Wednesday 28 March 2012

Ticking Over the Miles

WRITTEN FOR SKYSPORTS

Having already gained selection for the Olympic marathon on the streets of London this summer, Scott Overall is showing encouraging form just four months out from his Games debut, writes Nicola Bamford.

The 29-year-old was named on Team GB’s squad for the 26.2-mile event back in December, courtesy of his promising 2:10.55 debut in Berlin last autumn and validated his qualification recently by taking almost two-minutes off his half-marathon best.

Guided by US-based Robert Chapman, Overall clocked a swift 61:25 in New York earlier this month to leap to ninth on the British all-time list for the distance, showing positive signs ahead of his Olympic test in August:

“New York was a very good race for me - I went there with a target in mind and that is what I achieved,” explained Overall.

“I wanted to run between sixty-one and sixty-two minutes as that is the sort of half-marathon time I would need to be looking at running a faster marathon.”

Having only begun marathon training a mere ten months ago, the Londoner used his frustrations in track racing to propel him to long distance-running success by recording the quickest marathon time by a British man for four years.

A former training partner to world 5,000m champion Mo Farah in their teenage years, Overall’s recent change in direction in the sport has also seen him register a swift 28:57 10km in the Netherlands and victory in the Silverstone half-marathon last month.

“I was based in the UK for the whole winter like I did before Berlin,” he revealed.

“The first part of 2012 was just to keep my fitness up and have a solid run at the half-marathon without going into really hard marathon training.”

Pacing

Set to enjoy a month-long spell of high-altitude training in Arizona to hone his marathon preparations, Overall will first tackle the London Marathon one month from now.

Unusually, however, the 2009 UK 5,000m champion will participate in pace-making duties for his fellow countrymen, eager to aid their quest to join him on the Olympic team:

“I will be pacing to help the British guys run the qualifying time - of two hours, twelve minutes - and I will help pace them with two other pace-makers through to about twenty miles and then after that they are on their own!” Overall explained.
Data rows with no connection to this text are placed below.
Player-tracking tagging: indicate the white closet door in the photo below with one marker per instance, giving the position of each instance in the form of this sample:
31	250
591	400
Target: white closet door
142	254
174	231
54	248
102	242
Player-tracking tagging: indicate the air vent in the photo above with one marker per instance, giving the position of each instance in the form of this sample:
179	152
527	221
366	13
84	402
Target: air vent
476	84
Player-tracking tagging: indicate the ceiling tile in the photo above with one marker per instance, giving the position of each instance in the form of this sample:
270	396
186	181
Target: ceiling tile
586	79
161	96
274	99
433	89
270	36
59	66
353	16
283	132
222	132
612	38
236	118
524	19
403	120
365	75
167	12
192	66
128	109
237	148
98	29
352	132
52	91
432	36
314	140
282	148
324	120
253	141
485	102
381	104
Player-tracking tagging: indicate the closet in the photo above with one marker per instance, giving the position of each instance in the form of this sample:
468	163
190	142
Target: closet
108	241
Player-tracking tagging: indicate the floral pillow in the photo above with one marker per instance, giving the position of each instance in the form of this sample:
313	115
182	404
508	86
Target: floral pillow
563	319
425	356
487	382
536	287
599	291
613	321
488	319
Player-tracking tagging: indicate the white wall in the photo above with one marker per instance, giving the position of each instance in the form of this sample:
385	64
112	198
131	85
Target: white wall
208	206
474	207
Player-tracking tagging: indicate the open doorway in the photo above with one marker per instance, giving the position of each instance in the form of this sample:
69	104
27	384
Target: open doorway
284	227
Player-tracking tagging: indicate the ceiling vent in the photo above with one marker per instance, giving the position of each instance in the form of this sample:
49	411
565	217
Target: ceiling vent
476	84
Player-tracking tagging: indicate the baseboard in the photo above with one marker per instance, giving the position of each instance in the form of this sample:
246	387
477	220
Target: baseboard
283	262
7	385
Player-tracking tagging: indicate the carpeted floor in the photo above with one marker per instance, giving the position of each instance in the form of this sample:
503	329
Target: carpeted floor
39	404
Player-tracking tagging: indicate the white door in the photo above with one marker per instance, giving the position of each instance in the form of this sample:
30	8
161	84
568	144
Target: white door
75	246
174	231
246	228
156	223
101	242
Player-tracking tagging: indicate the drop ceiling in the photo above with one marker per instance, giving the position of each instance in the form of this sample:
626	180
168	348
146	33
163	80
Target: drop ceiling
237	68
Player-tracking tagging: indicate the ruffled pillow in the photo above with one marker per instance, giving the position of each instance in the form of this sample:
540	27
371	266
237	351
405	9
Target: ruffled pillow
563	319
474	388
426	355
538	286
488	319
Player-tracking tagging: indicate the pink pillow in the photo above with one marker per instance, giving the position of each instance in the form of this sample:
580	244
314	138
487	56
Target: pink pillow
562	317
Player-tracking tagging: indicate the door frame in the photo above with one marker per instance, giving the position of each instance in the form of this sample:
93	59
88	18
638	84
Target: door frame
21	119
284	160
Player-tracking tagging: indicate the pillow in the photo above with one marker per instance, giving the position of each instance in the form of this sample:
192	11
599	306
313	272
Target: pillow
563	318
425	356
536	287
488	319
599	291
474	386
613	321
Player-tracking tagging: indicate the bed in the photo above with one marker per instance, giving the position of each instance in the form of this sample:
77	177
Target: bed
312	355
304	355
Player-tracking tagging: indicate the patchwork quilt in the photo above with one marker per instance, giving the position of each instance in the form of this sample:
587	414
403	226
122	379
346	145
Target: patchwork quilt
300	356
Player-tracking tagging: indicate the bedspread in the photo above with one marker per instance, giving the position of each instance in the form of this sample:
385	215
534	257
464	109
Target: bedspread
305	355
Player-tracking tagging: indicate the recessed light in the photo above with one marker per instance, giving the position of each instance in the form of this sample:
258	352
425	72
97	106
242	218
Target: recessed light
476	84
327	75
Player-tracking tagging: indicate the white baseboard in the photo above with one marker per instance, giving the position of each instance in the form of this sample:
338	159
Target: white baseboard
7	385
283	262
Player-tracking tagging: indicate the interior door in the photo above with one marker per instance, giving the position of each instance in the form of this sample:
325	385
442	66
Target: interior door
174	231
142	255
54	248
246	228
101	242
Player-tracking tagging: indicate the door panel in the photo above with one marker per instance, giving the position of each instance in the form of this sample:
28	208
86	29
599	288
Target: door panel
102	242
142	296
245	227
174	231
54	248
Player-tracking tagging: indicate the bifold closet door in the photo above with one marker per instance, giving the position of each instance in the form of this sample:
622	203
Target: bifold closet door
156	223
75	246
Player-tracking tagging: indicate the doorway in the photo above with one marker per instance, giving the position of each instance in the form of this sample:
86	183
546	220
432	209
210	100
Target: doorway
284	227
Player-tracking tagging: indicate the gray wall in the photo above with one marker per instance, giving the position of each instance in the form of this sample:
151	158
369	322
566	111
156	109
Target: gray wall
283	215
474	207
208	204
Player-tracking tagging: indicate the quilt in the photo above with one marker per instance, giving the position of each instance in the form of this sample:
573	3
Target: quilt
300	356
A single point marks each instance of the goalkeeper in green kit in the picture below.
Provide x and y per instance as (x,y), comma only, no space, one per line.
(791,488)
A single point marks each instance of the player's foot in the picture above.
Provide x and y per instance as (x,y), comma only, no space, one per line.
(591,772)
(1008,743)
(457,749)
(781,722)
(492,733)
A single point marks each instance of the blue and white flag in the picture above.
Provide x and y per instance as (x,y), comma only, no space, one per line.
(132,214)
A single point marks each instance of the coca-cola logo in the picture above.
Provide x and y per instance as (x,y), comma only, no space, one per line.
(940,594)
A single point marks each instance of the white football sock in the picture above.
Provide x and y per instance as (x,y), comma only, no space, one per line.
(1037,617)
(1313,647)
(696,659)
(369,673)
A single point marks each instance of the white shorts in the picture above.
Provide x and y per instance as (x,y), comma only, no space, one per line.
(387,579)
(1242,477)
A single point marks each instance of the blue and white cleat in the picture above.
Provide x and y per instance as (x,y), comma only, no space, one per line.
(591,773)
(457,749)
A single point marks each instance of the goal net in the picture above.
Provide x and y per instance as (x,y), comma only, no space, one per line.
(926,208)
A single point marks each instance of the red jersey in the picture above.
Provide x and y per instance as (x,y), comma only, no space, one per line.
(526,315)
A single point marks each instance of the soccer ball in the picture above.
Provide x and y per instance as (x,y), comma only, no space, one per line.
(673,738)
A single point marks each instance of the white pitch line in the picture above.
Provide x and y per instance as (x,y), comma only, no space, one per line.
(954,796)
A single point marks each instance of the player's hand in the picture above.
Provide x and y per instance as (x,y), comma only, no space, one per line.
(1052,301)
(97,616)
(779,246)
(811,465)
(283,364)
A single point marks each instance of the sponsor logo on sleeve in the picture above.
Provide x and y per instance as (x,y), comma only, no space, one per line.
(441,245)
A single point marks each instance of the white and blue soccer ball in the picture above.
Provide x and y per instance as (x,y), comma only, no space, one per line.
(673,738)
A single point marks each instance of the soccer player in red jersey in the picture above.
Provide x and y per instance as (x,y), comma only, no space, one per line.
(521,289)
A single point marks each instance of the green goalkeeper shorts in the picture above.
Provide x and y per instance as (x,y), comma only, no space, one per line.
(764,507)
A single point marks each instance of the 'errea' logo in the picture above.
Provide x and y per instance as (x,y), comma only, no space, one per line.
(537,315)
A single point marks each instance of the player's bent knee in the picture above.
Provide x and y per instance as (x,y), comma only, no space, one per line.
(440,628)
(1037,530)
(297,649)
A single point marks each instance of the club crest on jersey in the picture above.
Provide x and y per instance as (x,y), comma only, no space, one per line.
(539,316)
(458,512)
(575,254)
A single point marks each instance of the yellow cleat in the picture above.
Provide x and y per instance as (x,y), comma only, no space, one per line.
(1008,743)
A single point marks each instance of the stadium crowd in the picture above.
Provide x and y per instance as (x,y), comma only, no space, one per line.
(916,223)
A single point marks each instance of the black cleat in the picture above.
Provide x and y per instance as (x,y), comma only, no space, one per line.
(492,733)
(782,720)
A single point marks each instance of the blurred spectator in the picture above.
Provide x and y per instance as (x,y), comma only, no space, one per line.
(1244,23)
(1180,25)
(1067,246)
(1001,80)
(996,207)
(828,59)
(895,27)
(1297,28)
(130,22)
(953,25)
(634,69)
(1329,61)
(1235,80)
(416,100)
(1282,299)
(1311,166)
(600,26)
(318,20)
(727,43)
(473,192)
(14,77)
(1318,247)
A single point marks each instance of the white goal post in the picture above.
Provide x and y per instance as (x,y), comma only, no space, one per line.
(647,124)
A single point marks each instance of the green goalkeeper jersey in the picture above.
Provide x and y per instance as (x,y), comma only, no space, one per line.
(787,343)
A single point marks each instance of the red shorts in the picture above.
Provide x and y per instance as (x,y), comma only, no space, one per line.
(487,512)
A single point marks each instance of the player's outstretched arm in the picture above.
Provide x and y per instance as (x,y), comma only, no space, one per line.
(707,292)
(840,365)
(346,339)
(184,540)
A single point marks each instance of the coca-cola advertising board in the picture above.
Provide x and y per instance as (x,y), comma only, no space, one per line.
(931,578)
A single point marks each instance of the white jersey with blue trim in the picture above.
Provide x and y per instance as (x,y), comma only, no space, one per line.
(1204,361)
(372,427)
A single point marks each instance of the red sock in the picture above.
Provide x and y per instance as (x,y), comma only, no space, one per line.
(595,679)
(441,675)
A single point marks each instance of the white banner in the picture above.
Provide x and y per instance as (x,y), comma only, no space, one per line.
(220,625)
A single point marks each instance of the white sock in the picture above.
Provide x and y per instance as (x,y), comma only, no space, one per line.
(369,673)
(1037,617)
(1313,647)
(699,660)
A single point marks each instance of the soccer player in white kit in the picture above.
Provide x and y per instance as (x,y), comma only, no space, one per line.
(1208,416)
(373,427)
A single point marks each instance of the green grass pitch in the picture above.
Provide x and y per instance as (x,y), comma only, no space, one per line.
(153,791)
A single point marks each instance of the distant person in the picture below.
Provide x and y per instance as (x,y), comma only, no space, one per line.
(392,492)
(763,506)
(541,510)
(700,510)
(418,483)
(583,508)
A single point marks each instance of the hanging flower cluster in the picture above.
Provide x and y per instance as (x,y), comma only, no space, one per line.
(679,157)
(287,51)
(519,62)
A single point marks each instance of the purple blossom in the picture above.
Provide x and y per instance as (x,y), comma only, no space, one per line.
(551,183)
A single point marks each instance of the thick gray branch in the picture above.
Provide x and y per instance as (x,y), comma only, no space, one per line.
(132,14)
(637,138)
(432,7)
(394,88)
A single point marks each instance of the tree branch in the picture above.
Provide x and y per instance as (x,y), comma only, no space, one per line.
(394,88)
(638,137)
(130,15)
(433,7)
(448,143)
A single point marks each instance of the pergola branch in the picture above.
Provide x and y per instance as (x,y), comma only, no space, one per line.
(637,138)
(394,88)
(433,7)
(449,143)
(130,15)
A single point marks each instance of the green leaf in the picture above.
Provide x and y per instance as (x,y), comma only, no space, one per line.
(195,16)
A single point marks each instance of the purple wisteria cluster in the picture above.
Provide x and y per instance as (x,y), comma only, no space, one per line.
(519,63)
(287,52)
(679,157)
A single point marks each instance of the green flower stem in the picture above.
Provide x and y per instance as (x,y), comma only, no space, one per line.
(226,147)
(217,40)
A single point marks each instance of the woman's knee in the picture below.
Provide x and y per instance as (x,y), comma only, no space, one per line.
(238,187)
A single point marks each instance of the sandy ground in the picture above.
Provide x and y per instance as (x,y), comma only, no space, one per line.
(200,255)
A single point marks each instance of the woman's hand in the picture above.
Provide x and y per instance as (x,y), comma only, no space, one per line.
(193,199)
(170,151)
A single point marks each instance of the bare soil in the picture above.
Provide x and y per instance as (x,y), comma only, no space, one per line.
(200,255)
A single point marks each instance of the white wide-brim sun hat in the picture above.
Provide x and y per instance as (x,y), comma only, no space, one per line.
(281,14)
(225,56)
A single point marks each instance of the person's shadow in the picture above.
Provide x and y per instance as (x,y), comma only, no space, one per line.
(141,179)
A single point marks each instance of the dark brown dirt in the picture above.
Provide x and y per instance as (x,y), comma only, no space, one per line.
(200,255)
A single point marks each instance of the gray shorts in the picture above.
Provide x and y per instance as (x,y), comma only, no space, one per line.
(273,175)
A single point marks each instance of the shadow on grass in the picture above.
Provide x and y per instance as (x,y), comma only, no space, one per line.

“Hopefully there will be at least one other British representative on the marathon start-line on the 12th of August.”

Sitting in twenty-fourth position on the national all-time list, the Blackheath and Bromley AC runner continued:

“The marathon in the UK on the men's side isn't as strong as it could be and I'm not really sure of the reason for this.

“A lot of men - and women - run a marathon coming from a track background and therefore they are generally a lot older.

“I think many athletes really want to compete on the track and with the home Olympics they have decided to go that route, rather than the roads so I think after the Olympics you will start to see many more guys breaking 2hrs 12.”

Keen to persevere with his one-man British breakthrough for the distance, Overall has his long-term sights on the twenty-five-year-old 2:07.13 national record, yet for the 2012 season, he will be content on a top-ten placing in the Olympic event:

“My goal for the Olympics is obviously to finish as high as possible - with it being a championship race anything can happen,” he revealed.

“There are no pacemakers and it won’t be a fast course like the big city marathons - the Olympics is all about where you finish - no one remembers what time the marathon was won in, just who won it.”